Verga e Tarkovsky abitano qui. Non perdetelo.

Federico Pontiggia – Il Fatto Quotidiano

Io questo lo chiamo un cinema necessario perché ha la capacità di farci riflettere e non solo di farci divertire.

Paolo Mereghetti- Corriere della Sera

Un piccolo capolavoro di rara intensità poetica.

Andrea Martini- Quotidiano Nazionale 

Sentimenti primari e potentissimi espressi da attori che danno linfa e autenticità a ogni secondo di questo controllatissimo esordio.

Fabio Ferzetti- Il Messaggero

Una purezza d’ immagini in cui l’ inquadratura recepisce ragioni e sentimenti. Esordio sorprendente.

Silvio Danese- Il Giorno 

Un’opera prima silenziosa e potente. Ed è questo il vero cinema.

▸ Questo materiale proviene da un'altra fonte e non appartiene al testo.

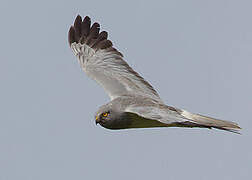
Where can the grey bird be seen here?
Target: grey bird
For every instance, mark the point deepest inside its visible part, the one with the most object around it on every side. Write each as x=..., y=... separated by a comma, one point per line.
x=134, y=102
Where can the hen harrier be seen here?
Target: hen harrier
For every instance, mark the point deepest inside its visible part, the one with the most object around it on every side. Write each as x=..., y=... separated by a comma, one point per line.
x=134, y=102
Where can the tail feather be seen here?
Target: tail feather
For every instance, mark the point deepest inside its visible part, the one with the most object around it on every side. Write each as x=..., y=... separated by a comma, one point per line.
x=211, y=122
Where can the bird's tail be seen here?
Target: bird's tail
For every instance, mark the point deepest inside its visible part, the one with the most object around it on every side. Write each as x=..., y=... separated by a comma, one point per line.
x=208, y=122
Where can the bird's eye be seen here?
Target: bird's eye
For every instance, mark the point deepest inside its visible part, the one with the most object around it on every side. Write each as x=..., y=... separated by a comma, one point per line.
x=105, y=114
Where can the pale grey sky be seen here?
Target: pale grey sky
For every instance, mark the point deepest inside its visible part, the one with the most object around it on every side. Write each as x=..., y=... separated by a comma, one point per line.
x=197, y=54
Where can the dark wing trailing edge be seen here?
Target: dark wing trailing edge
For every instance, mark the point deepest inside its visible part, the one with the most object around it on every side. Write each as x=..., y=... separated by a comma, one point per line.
x=82, y=32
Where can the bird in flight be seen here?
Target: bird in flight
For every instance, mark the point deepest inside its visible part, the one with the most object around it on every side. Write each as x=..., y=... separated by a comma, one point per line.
x=134, y=102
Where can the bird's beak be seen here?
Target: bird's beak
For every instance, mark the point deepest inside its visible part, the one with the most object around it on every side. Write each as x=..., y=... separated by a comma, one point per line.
x=97, y=120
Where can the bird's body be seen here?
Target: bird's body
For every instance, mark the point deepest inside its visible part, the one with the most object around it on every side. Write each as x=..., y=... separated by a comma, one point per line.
x=134, y=102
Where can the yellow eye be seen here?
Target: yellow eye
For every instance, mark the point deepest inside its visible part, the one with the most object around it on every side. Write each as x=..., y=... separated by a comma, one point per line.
x=105, y=114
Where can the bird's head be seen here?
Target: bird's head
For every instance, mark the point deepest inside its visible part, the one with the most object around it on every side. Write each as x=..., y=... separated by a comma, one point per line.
x=110, y=117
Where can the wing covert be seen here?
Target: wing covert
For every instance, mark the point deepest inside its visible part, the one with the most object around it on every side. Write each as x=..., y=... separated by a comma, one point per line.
x=103, y=63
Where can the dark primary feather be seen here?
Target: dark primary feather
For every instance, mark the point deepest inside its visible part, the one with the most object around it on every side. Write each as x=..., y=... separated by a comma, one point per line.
x=81, y=32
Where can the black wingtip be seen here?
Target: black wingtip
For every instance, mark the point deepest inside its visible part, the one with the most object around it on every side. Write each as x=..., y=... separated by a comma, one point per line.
x=82, y=32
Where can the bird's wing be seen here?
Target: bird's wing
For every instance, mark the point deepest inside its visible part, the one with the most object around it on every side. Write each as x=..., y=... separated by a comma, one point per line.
x=175, y=117
x=103, y=63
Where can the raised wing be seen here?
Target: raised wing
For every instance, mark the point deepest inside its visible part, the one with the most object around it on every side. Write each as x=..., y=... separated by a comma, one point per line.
x=103, y=63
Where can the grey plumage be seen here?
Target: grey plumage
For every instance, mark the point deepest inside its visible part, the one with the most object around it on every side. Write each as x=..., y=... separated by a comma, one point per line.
x=134, y=102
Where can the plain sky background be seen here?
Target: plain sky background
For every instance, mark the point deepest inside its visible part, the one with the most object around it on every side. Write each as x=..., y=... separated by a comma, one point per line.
x=197, y=54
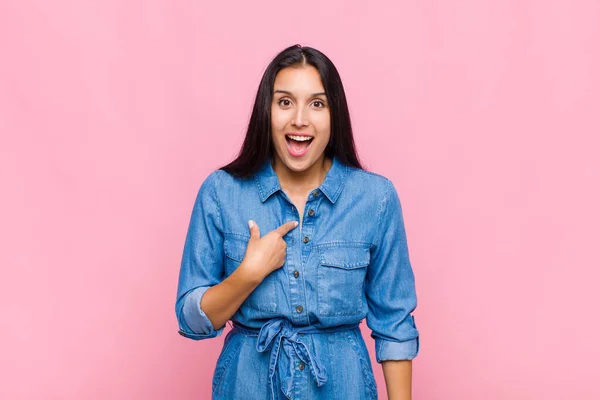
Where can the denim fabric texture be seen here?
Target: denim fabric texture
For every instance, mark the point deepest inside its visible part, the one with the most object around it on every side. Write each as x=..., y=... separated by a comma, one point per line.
x=296, y=336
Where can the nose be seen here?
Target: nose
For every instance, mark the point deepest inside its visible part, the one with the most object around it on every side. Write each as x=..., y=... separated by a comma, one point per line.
x=299, y=119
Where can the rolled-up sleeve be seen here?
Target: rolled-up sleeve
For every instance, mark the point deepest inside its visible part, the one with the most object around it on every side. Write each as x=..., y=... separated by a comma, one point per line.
x=201, y=264
x=390, y=285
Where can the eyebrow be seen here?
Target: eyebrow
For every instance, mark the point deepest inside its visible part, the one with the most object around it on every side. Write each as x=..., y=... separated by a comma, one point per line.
x=290, y=93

Maurizio Porro – Corriere della Sera

Regala scene indimenticabili, sapendo dire con le inquadrature cose che le parole non possono.

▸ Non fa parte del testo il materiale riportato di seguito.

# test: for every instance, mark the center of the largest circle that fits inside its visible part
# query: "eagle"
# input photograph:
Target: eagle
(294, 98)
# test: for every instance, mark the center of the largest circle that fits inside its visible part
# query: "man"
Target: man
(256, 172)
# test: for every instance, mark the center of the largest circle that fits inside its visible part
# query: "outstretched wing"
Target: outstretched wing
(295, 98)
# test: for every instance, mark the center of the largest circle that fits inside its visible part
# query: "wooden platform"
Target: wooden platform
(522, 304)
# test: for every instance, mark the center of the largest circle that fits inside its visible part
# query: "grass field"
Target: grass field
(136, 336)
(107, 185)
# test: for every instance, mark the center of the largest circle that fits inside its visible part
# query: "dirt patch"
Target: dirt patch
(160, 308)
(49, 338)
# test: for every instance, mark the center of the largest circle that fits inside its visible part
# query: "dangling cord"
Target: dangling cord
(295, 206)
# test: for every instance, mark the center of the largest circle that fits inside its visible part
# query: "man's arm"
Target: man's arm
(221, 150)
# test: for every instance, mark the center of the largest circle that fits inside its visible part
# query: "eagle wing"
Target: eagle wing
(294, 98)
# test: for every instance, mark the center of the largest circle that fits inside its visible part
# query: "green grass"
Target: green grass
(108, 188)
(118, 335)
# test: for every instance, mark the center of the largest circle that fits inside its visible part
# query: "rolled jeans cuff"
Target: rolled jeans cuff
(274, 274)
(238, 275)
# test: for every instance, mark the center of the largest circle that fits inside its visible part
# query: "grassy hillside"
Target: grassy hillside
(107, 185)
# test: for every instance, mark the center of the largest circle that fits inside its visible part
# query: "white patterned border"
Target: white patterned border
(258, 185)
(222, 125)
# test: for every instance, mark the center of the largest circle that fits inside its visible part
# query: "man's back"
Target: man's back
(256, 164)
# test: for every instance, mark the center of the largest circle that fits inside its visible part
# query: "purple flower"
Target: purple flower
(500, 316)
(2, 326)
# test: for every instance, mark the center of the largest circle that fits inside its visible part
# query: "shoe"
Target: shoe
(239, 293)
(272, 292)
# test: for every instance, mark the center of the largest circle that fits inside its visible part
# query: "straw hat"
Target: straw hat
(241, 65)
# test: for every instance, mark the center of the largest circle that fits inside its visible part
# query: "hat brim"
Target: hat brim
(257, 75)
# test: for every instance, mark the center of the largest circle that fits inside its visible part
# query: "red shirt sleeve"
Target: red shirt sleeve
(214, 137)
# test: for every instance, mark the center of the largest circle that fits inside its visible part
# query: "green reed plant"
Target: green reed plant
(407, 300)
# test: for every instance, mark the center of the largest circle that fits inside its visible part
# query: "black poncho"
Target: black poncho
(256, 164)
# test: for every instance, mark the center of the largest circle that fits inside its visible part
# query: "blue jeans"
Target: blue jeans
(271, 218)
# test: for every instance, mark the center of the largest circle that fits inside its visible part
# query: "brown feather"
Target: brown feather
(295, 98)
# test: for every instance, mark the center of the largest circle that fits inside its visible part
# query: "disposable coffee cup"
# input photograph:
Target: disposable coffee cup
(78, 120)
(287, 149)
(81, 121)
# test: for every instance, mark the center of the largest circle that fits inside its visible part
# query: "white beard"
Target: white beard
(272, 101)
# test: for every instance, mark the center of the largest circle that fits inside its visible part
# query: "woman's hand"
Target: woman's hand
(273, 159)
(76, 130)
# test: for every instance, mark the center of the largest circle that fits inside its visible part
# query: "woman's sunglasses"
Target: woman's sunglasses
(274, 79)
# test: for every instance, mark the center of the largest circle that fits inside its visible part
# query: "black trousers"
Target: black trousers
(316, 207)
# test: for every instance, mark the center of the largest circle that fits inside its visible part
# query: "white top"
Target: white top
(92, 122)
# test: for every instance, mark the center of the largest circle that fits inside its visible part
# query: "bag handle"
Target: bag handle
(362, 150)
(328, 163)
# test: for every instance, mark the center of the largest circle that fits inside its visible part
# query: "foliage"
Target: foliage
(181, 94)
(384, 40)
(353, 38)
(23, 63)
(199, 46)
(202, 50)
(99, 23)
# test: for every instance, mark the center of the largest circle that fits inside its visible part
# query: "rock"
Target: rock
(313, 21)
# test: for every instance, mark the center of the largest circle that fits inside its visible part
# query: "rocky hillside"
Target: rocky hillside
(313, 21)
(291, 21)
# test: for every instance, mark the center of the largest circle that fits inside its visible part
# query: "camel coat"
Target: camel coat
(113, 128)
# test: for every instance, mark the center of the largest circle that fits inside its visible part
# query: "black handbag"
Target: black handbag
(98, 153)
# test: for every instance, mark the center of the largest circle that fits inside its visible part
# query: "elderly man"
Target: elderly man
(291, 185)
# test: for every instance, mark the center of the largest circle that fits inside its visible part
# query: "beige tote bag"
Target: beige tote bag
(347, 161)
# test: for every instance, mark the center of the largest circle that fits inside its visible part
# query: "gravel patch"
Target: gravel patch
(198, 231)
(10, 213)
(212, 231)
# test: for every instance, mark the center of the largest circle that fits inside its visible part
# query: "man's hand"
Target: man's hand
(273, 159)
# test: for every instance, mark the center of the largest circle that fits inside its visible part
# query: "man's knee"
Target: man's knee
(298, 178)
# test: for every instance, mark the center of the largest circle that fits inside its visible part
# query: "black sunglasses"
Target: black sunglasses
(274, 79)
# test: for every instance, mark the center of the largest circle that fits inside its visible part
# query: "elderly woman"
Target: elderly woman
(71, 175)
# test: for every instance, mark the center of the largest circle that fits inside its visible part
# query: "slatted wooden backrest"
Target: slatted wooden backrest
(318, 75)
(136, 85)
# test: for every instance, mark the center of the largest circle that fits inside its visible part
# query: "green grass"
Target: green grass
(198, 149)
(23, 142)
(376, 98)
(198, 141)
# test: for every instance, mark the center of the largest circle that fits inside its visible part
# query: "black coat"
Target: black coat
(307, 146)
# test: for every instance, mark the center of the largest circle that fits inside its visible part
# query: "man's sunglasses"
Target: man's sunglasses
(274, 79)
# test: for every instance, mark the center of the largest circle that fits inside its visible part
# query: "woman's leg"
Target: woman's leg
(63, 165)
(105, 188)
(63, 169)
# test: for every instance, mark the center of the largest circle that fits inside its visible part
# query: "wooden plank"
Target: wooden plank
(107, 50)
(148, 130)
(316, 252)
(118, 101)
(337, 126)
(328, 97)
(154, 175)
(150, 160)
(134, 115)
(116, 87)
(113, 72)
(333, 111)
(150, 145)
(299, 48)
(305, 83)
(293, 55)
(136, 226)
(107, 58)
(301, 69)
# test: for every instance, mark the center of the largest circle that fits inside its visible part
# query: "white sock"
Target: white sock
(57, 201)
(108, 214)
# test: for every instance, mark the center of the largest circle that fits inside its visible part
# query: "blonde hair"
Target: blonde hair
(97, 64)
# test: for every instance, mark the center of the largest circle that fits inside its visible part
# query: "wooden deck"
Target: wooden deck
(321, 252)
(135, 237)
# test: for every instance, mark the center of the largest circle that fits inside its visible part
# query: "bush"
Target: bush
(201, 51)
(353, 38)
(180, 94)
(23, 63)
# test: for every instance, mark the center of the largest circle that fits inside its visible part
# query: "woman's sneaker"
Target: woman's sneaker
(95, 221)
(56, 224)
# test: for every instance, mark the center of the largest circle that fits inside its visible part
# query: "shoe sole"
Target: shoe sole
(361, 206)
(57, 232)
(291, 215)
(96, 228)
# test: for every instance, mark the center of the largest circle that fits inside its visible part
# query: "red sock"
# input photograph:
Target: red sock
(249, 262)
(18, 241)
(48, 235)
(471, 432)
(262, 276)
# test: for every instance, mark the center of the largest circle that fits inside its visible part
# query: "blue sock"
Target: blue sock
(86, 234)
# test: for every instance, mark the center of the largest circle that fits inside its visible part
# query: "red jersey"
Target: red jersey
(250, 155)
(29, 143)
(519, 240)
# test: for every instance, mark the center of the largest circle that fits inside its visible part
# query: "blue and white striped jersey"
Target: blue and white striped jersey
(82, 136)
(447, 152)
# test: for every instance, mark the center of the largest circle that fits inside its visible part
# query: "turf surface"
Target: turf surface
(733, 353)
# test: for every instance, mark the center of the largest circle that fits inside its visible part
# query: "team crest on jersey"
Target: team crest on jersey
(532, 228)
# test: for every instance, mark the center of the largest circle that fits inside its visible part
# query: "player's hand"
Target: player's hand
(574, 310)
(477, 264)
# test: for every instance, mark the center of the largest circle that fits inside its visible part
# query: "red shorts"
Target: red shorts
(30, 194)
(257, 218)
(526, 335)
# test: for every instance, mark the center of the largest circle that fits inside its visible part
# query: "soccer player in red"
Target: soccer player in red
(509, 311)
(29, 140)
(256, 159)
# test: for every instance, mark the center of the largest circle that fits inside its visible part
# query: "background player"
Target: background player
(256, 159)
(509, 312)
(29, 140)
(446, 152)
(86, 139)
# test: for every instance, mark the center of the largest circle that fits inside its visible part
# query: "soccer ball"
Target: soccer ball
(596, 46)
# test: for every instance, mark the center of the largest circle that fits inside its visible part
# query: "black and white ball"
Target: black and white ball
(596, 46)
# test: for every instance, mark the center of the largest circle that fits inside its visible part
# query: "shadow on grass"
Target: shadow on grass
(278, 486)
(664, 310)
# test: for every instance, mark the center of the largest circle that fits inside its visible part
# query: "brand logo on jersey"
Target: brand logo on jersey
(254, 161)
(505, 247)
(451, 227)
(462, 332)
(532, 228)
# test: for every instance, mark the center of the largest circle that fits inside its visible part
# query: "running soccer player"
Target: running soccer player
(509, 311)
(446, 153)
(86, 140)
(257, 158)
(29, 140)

Cristina Battocletti – Il Sole 24ore

La trama è piccola ma il film è grande.

Gemma Gaetani – Libero

Un ventottenne di cui sicuramente sentiremo parlare in futuro per la sapienza e l’originalità con cui è riuscito a rendere universale una tragedia che tocca e spazza via tanto la natura quanto gli uomini restituendoci un’immersione visiva e sensoriale nella realtà. E scusate se è poco.

Corriere Fiorentino

Un film che lascia spazio alla potenza delle immagini che si autoimpone toccando apici profondi, commoventi.

Sentieri Selvaggi

Un sincero e poetico atto d’amore.

Prima Pagina

Una sensibilità rara, una maturità di sguardo che impressiona.

Taxidrivers

Un cinema vivo, fisico e immerso. Con una qualità pressoché unica oggi: quella di essere necessario.

MyMovies

Un debutto travolgente. Un’opera prima di straordinaria e disarmante bellezza.

Voto 9

Cineblog

Credo che questo film risponda a un urgente bisogno di evidenziare il senso di appartenenza delle popolazioni rurali alle loro terre, e di porre lattenzione sulla loro valorosa lotta e resistenza, fondamentale in un Paese dove l’identità della varietà dei popoli è costantemente minacciata.

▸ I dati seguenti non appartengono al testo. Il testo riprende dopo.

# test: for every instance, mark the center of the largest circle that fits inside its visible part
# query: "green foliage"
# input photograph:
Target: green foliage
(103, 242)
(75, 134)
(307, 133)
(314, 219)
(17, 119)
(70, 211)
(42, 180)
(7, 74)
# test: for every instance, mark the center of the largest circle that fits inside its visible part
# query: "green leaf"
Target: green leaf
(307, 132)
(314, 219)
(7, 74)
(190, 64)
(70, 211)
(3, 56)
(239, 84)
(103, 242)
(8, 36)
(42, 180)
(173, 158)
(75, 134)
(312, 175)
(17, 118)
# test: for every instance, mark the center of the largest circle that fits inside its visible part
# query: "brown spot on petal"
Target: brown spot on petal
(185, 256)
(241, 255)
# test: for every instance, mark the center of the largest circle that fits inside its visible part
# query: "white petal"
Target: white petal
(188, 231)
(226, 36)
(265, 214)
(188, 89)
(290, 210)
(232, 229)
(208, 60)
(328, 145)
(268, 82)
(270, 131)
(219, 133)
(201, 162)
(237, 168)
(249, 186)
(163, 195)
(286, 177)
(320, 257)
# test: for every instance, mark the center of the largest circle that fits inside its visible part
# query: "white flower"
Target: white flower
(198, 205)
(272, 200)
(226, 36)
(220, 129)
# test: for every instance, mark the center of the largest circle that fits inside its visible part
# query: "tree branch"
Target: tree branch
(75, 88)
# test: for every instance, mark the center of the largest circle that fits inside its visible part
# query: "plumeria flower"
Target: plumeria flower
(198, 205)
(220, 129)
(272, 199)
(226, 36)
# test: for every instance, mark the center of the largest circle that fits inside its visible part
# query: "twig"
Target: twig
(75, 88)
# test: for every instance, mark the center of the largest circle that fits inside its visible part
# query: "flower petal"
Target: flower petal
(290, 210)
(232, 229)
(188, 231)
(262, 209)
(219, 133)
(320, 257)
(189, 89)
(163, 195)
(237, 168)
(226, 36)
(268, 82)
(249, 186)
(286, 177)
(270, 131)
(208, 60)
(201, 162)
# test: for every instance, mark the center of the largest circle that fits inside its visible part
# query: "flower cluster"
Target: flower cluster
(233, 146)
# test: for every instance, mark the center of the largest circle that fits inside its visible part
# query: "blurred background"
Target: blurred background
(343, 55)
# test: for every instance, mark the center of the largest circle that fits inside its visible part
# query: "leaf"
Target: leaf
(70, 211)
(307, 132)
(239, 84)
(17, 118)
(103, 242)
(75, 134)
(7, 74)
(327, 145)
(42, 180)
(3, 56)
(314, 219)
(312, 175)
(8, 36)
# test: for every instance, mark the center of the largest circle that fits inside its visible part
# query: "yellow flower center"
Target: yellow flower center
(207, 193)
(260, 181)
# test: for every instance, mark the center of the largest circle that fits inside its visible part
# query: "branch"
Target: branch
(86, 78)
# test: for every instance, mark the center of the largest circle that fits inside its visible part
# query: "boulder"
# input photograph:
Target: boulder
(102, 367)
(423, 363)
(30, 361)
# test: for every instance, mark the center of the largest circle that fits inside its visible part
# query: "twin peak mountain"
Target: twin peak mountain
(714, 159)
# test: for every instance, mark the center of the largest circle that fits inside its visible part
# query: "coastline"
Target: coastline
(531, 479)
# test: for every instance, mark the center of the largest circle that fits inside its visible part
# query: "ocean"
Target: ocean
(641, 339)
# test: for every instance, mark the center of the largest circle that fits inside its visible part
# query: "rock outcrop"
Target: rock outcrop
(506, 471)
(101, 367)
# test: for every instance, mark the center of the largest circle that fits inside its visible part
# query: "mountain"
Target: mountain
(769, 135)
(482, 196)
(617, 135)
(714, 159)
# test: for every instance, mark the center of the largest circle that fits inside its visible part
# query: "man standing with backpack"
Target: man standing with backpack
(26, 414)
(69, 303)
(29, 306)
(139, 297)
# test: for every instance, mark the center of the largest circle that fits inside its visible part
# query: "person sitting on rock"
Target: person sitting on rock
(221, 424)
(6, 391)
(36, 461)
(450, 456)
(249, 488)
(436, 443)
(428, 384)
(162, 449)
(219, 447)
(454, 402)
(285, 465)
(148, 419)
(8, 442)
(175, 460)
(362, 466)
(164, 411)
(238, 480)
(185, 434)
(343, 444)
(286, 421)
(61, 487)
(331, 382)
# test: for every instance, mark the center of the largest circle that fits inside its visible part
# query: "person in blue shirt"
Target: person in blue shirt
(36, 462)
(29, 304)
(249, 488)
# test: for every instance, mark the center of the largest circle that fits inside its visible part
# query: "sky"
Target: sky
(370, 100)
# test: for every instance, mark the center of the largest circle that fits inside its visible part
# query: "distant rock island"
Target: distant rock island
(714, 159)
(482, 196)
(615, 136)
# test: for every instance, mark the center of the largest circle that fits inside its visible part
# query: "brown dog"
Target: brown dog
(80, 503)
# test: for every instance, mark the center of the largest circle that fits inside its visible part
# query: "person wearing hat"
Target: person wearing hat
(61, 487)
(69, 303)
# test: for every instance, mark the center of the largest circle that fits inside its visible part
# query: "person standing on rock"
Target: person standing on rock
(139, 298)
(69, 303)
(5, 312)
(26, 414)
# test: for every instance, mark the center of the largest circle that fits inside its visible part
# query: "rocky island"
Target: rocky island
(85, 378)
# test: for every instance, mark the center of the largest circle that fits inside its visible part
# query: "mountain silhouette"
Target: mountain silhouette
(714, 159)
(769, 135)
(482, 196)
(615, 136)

Per me Un mondo fragile è un inno alla vita, alla libertà, alla dignità e alla speranza. E’ un tentativo onesto di pulire il nostro sguardo e di ripensare al modo in cui vediamo noi stessi. Forse in questo modo possiamo capire che ciò che ci lega gli uni agli altri è qualcosa di più dell’indifferenza e che solo restando uniti saremo in grado di affrontare la dimenticanza. Questo mio progetto è un contributo a questo scopo, grazie al quale ho finalmente compreso che il mio sguardo è ciò che sono e da dove vengo.